Let's now speak briefly about stochastic games. This is a topic that lends itself
to a very long discussion and it's, it's quite a complicated one, but we'll touch
on the, the main points and position it in the landscape of topics we're discussing.
And so, the, the starting point are repeated games. as we know, a repeated
game is simply a game in normal form, for example, that we repeat over and over
again. For example, we play Prisoner's Dilemma once, twice, three times, maybe a
finite time, maybe an infinite number of time. Then, we accumulate all the rewards
all the time to sum overall rewards. A stochastic game really is a generalization
of it, where we play a game repeatedly, but not necessarily the same game. So, we
play a game depending on how we play the game, let's say, Prisoners Dilemma, we
each got some payoff. But depending on how we play the game, we also
probabilistically transition to some other game, play that in turn, and the, the, and
the process continues. A graphical way to look at it is here. If, if, if this here
is a, is a repeated game, where you play the same game over and over again, here,
you play the game and then if you happen to play this, you'll transition to this
game. If you happen to play this, you'll maybe transition to the same game. If you
play this, you, you'll transition here. If you play this, maybe you'll play this game
again, and so on. From each game, you transition probabilistically to, to, to
other games. this is a stochastic game. formally speaking, it's, it's, it's the
following tuple. It's a lot of notation, but the concept is exactly what we, we
saw. We have a, a finite set of state Q. We have a set of players. we have a set of
actions where actions are available to, to, to, to specific players of A sub i, is
the action available to play i. And then, we have two, two functions. We have the
transition probability function. So, this is, depending on the state we're in and on
the actions we took, we move to each of any of the other state s or the, the very
same state with a certain probability as governed by this probability distribution.
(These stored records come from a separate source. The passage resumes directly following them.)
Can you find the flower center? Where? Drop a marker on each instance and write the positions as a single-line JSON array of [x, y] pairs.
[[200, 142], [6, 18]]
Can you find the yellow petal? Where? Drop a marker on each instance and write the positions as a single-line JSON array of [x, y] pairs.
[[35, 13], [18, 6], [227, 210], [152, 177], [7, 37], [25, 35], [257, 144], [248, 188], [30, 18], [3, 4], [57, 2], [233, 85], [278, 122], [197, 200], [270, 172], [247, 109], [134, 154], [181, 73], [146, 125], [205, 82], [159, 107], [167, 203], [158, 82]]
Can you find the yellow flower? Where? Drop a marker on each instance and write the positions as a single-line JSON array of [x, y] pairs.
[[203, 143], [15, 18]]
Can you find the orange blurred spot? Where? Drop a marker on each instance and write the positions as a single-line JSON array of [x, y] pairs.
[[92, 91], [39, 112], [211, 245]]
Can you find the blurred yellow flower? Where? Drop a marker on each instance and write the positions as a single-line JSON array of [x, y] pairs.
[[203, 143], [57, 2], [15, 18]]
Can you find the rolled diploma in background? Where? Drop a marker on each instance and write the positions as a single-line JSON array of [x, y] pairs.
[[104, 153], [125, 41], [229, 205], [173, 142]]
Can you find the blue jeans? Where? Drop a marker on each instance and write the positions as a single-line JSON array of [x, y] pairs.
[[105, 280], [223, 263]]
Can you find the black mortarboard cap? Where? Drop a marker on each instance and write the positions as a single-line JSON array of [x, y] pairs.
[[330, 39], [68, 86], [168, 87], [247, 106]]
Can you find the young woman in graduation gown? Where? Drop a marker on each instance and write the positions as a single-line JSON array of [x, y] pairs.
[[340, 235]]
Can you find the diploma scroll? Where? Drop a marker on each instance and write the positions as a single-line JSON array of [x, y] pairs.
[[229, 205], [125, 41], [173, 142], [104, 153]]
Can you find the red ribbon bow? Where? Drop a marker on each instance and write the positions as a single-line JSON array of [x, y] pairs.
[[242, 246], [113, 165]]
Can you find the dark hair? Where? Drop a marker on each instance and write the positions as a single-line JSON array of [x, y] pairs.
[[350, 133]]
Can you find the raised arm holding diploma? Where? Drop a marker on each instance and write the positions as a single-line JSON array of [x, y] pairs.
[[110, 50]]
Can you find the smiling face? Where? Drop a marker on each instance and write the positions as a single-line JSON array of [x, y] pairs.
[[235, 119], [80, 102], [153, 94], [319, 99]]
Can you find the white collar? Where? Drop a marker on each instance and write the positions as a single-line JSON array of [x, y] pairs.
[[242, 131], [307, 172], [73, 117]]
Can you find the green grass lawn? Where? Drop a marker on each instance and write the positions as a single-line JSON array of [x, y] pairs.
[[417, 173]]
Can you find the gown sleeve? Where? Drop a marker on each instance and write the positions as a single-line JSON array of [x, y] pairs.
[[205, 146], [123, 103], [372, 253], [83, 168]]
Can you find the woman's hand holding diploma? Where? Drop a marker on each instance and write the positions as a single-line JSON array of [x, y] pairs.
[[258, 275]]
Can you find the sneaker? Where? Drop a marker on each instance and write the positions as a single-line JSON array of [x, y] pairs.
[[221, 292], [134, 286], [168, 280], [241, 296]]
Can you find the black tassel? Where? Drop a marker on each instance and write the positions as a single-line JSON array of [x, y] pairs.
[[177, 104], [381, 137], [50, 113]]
And, and similarly, our reward is the reward function which tells us if in a
certain state, a certain action profile was taken by the agents, then this is a
reward to, to that particular agent to, to each of the agents. So, r sub i is a
reward to, to agent i. that's the formal definition. notice that you sort of assume
the implicity that you have the same action spaces here but you, you could
define it otherwise. It simply would involve more notation. There's nothing
inherently important about the action spaces being the same in the different
games within the stochastic game. So, just a few final comments on it. First of all
as we as we saw, this obviously generalizes a notion of a repeated game.
But also, it generalizes a notion of an MDP or a Markov Decision Process. If a, if
it's a stochastic game, if a repeated game is a stochastic game with only one game, a
Markov Decision Process or MDP, is a game with only one player. And so, you have
states there that, where the agents take, agent takes an action, receives a
remuneratory reward, and probably moves to some other state.
And the only difference is that, that he's the only actor in the setting. I mention
this because while MDPs have been studied substantially in a variety of disciplines
from optimization to Computer Science to pure Math and beyond, but also, these two
perspectives of a generalization repeated games, and of MDPs, give you a sense for
the theory and investigations into stochastic games. So, from repeated games,
we inherit the definitions of different ways of aggregating rewards over time. You
can have limited average rewards, future discountage rewards whereas, from the, the
literature on optimization and on MDPs, we get a notion such as stationarity and
Markovian strategies. These have to do with, we also have a
notion of reachability about the structure of the underlying transition probability.
And so again, these are issues that are involved that we won't get to into more in
this lecture but at least we flagged their existence.